Irish courts told to cooperate with UK on extradition

Dublin, Ireland
The European court of justice dismissed the urgent application by the high court in Dublin (above) and ruled the arrest warrants continue at least until Brexit. Photograph: gianliguori/Getty Images/iStockphoto

Irish courts that have been refusing to extradite criminal suspects because of Brexit have been told by European judges they must cooperate with British justice.

About 20 wanted individuals are believed to be resisting removal to the UK on the grounds that once Britain has left the EU their community rights would no longer be protected by common legal standards.

The European court of justice in Luxembourg on Wednesday dismissed an urgent application by the high court in Dublin and ruled that European arrest warrants (EAWs) continue in force at least until the moment of the UK’s departure.

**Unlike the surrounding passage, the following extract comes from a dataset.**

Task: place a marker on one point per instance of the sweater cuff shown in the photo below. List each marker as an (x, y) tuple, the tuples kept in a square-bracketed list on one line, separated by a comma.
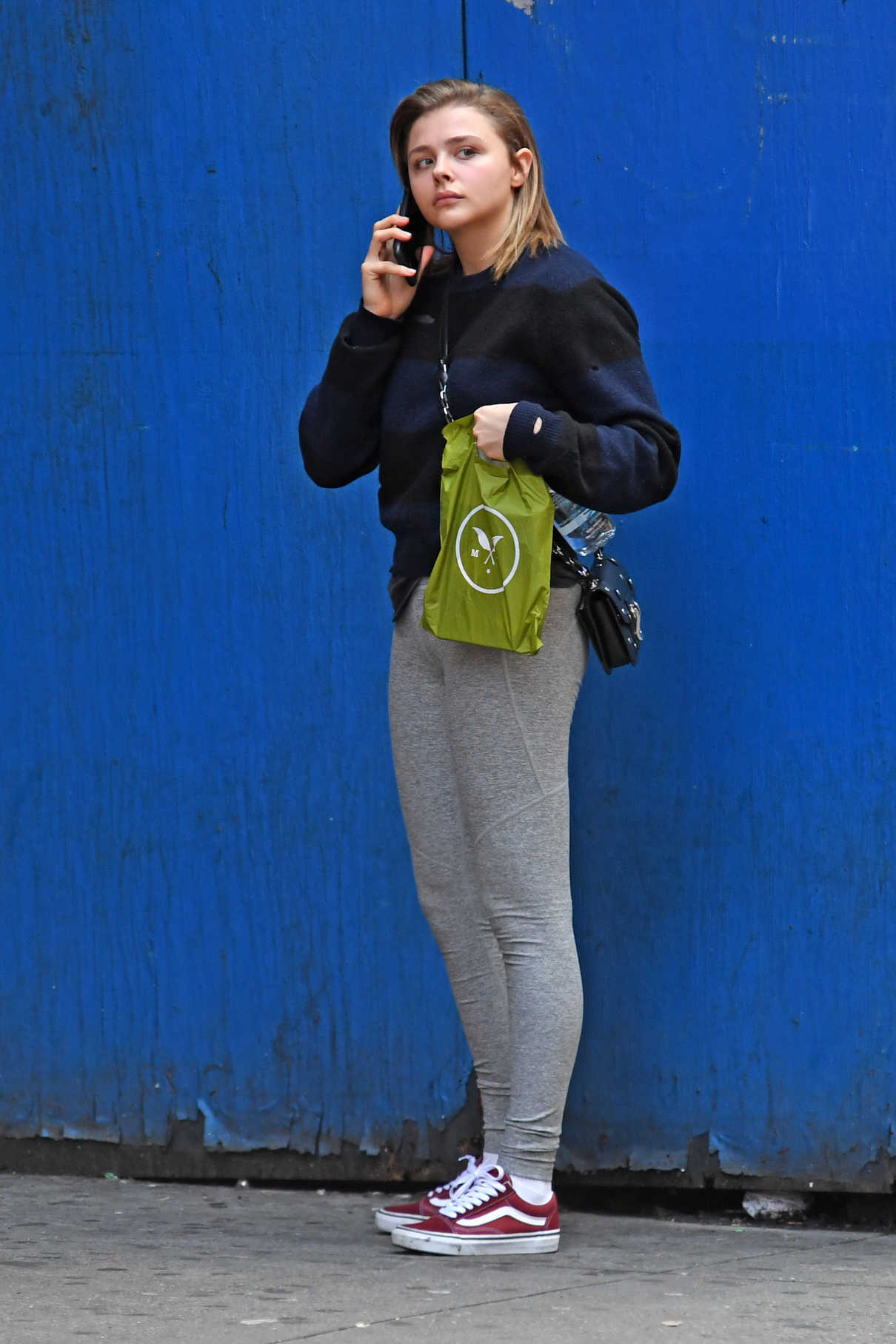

In an explanatory note attached to the judgment, the ECJ said: “Mere notification by a member state of its intention to withdraw from the European Union is not an ‘exceptional’ circumstance capable of justifying a refusal to execute an EAW issued by that member state.” EAWs continue in force until the date of withdrawal, it added.

The test case involved a suspect identified only as “RO”, who is wanted in the UK for murder, arson and rape offences. Two arrest warrants by the UK were issued in 2016 but never enforced. EAWs are designed to speed up the process of extraditing criminal suspects within the EU.

As many as 20 people, wanted for trial or absconding from the sentences, are understood to have used a similar argument to resist removal from Ireland to Britain.

The Luxembourg court pointed out that the UK is a signatory to other conventions guaranteeing fair trials and human rights. Only if there was “concrete evidence” to the contrary that rights would not be protected should judicial authorities refuse to enforce an EAW, it noted. However, that judgment, the European judges added, was ultimately up to the Irish court itself to make.

Earlier this year Ireland’s supreme court declined to extradite a company director wanted for fraud to London because by the time he finishes his prison sentence the UK will have left the EU.

Thomas Joseph O’Connor, 51, a construction company director, from Roscommon, had been convicted of tax fraud in London in 2007 but then absconded on bail and fled to Ireland.

If returned to the UK, the Irish supreme court noted, he would “continue to be imprisoned in the United Kingdom beyond 29 March, 2019, when the United Kingdom will withdraw from the European Union”.